Martelli: il socialismo di Craxi attuale e necessario

Ex numero 2, non capì l'effetto caduta del Muro che mise in gioco Pds

Bettino Craxi "non ha mai smesso di considerare le cose da una prospettiva di sinistra, guardando alla parte più bassa della società. Ha sempre sposato un punto di vista che non era quello dell'establishment". Claudio Martelli a 20 anni dalla morte fa un ritratto che può suonare sorprendente di chi fu presidente del Consiglio - il primo socialista - decisionista e accesamente anticomunista. L'attualità di Craxi, secondo l'allora numero due del Psi, è in una sorta di sovranismo ante-litteram, ben diverso però dall'attuale. "Che non ci siano più frontiere la considerava un'avventura pericolosa, perché l'ordine del mondo si fonda sulle nazioni, ripeteva - dice Martelli all'ANSA -. L'idea di affidare tutto a delle tecnocrazie gli ripugnava".

E non solo. "Il socialismo liberale pensa che il meccanismo di sviluppo capitalistico va conservato, ma corretto a favore dei lavoratori - dice il ministro della Giustizia e vicepremier a cavallo tra gli anni '80 e '90 -, non più sfrenato, selvaggio e distruttivo come nella fase nascente". "Questo socialismo manca nella politica italiana - aggiunge Martelli, 76 anni - e anche per questo l'Italia è diventata la culla dei populismi e dei sovranismi, in reazione agli eccessi dell'establishment. Secondo Craxi il mercato unico europeo e le regole di Maastricht dovevano essere accompagnati da misure di eguaglianza, a tutela del mondo del lavoro e dell'intera società". La memoria, in vista del ventennale della fine in Tunisia nel 2000, fa i conti con il macigno delle due condanne definitive per corruzione e finanziamento illecito dei partiti (per quest'ultimo reato anche Martelli ha avuto 8 mesi). L''esilio politico' era considerato dalla giustizia e da buona parte dell'opinione pubblica la latitanza di un leader, fino ad allora molto potente, che si era sottratto ai processi.
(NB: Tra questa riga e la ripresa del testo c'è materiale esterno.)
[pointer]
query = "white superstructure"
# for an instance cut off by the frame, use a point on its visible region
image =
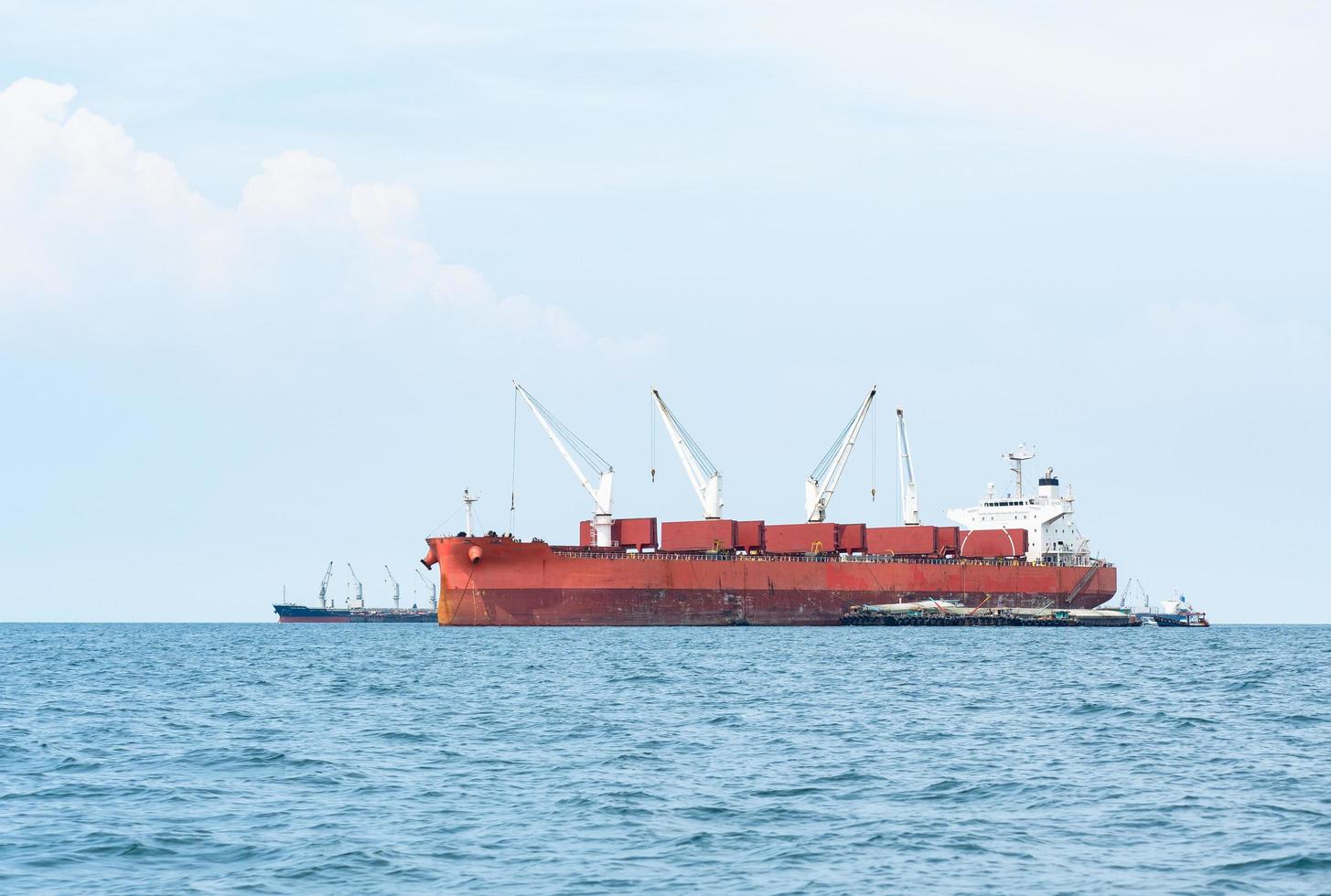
(1047, 517)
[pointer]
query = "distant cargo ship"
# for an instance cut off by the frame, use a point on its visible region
(1013, 550)
(356, 611)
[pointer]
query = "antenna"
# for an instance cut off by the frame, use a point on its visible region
(397, 592)
(1015, 457)
(324, 588)
(360, 591)
(471, 517)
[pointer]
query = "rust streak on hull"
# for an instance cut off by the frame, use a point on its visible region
(530, 584)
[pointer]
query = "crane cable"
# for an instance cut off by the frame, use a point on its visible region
(512, 480)
(874, 457)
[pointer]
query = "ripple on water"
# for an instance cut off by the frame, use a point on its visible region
(821, 761)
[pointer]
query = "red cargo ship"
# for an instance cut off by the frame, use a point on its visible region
(1015, 550)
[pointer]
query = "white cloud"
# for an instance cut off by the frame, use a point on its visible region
(102, 238)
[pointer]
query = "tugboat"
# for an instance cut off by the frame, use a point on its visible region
(1179, 614)
(356, 611)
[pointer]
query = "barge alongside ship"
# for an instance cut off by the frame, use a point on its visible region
(1015, 550)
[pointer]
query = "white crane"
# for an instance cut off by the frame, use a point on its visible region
(600, 495)
(360, 591)
(435, 601)
(821, 483)
(324, 588)
(702, 472)
(906, 476)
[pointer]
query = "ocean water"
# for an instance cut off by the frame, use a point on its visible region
(361, 758)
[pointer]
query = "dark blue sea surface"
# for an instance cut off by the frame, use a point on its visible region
(362, 758)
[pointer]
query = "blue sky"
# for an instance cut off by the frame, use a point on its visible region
(266, 274)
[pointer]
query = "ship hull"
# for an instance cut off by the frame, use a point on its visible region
(500, 581)
(297, 613)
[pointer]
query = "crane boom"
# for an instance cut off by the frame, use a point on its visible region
(906, 474)
(435, 601)
(324, 586)
(360, 591)
(821, 483)
(602, 494)
(702, 474)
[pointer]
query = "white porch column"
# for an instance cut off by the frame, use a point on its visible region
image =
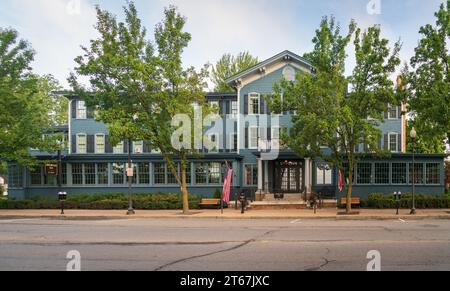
(260, 175)
(308, 176)
(266, 177)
"La Corte dei diritti umani Ue ha bocciato due condanne per mancato rispetto del diritto alla difesa - ribatte Martelli - e per violazione della privacy con intercettazioni e perquisizioni non autorizzate. Gran parte di Mani Pulite oggi andrebbe censurata". "L'ascesa di Craxi è stata accompagnata quasi subito da una massacrante campagna di denigrazione - sostiene Martelli -. Diventa Craxi-Mussolini con il fez e gli stivaloni nelle vignette di Forattini, che poi forse si è pentito". Erano gli anni di 'Bottino Craxi' e di titoli del settimanale satirico Cuore come 'Scatta l'ora legale, panico tra i socialisti'. Ma lo stesso ministro Psi Rino Formica parlò di "nani e ballerine" che si affollavano nel partito più glamour, con la 'Milano da bere'.

"Tutti i partiti si sono finanziati illegalmente - ricorda Martelli -: chi dall'Urss, chi con la Cia, chi con le strutture anche ecclesiastiche e c'è chi si è dovuto arrangiare come i socialisti, rischiando di più. Craxi ha avuto un trattamento speciale non perché fosse più corrotto, ma perché era divenuto il perno del sistema politico". Inoltre "il Pci, ormai Pds, calcolò suo interesse spazzare via i socialisti per occuparne il posto - aggiunge -. D'Alema lo ha detto con una schietta brutalità: 'Dovevamo diventare noi il partito socialista in Italia'. Il modo per farlo è stata la persecuzione giudiziaria". Per Martelli, un ruolo lo avrebbero giocato settori di apparati Usa, che non perdonarono a Craxi la fermezza di Sigonella. Craxi ha però commesso errori. "Il principale, tornare dopo l'esperienza di governo a fare il segretario di partito - spiega Martelli -. Non ne aveva voglia e non se ne occupò bene. Altro errore, non capire le conseguenze del crollo del Muro di Berlino. Pensò che era finito il comunismo, non vide le conseguenze per l'Italia, dove veniva meno la preclusione del passato per il Pci divenuto Pds. E si ostinò in un'alleanza logora con la Democrazia cristiana, perché logora era la Dc".